4 million eligible voters cannot cast their vote – EC should conduct 3-wk final voter registration campaign

The Election Commission should conduct a final three-week voter-registration campaign to enable more eligible voters to exercise their constitutional right to vote in the 12th general election as it is scandalous that there are four million eligible but unregistered voters in a country which claims to be modern and developed.

The Election Commission has announced that with the gazetting of the 2007 Master Electoral Roll today, the number of voters totalled 10,922,139.

This is after the incorporation of the fourth-quarter electoral roll from Oct 1 to Dec 31 with 200,393 names, comprised 148,969 new electors and 51,424 voters who had changed their polling centres.

It is a mark of failure that the Election Commission has not been able to ensure a minimum of 90% registration of all eligible voters on the Electoral Roll, as the Election Commission has been able to register only some 73% of eligible voters to enable them to exercise their constitutional right to vote.

With four million eligible Malaysians not registered, this is a walloping 27% of eligible voters who cannot cast their vote.

I told Parliament more than a decade ago that in New Zealand, its Election Commission could register voters on the eve of polling day to enable them to cast their vote the next day.

Why is the Election Commission in Malaysia so outmoded and antediluvian as to be unable to provide a more efficient and up-to-mark voter registration mechanism?
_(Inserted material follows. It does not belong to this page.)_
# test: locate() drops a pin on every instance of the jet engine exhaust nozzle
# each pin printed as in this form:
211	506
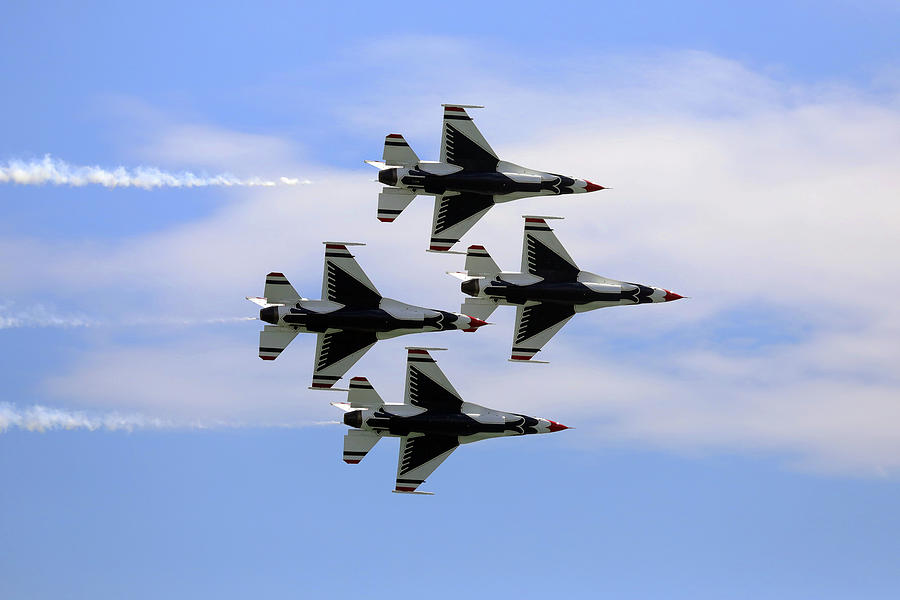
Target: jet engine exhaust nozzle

If in New Zealand, an eligible voter can register on the eve of polling day as to vote the next day, is it totally beyond the competence, capability and professionalism of the Election Commission to conduct a final three-week voter-registration exercise to enable more eligible voters to vote in the 12th general election, as its Polling Day is expected only in the first half of March?

This is one of the issues I had wanted to discuss with the Election Commission Chairman, Tan Sri Abdul Rashid Abdul Rahman when I asked for a meeting with him early last month, but the Election Commission Chairman seemed to have become unavailable to the Opposition although he would have responded to any beck-and-call by the Prime Minister or the Cabinet.

I will ask my office to make a final call to find out whether a meeting with Rashid could be arranged, as there are many issues I want to discuss with him – particularly whether the Election Commission could conduct a clean, free and fair general election – or whether the Election Commission at this critical period in the run-up to the dissolution of Parliament and the 12th general election is only available when he is summoned by the Prime Minister or the Putrajaya fourth-storey boys but not to meet political leaders of Opposition parties.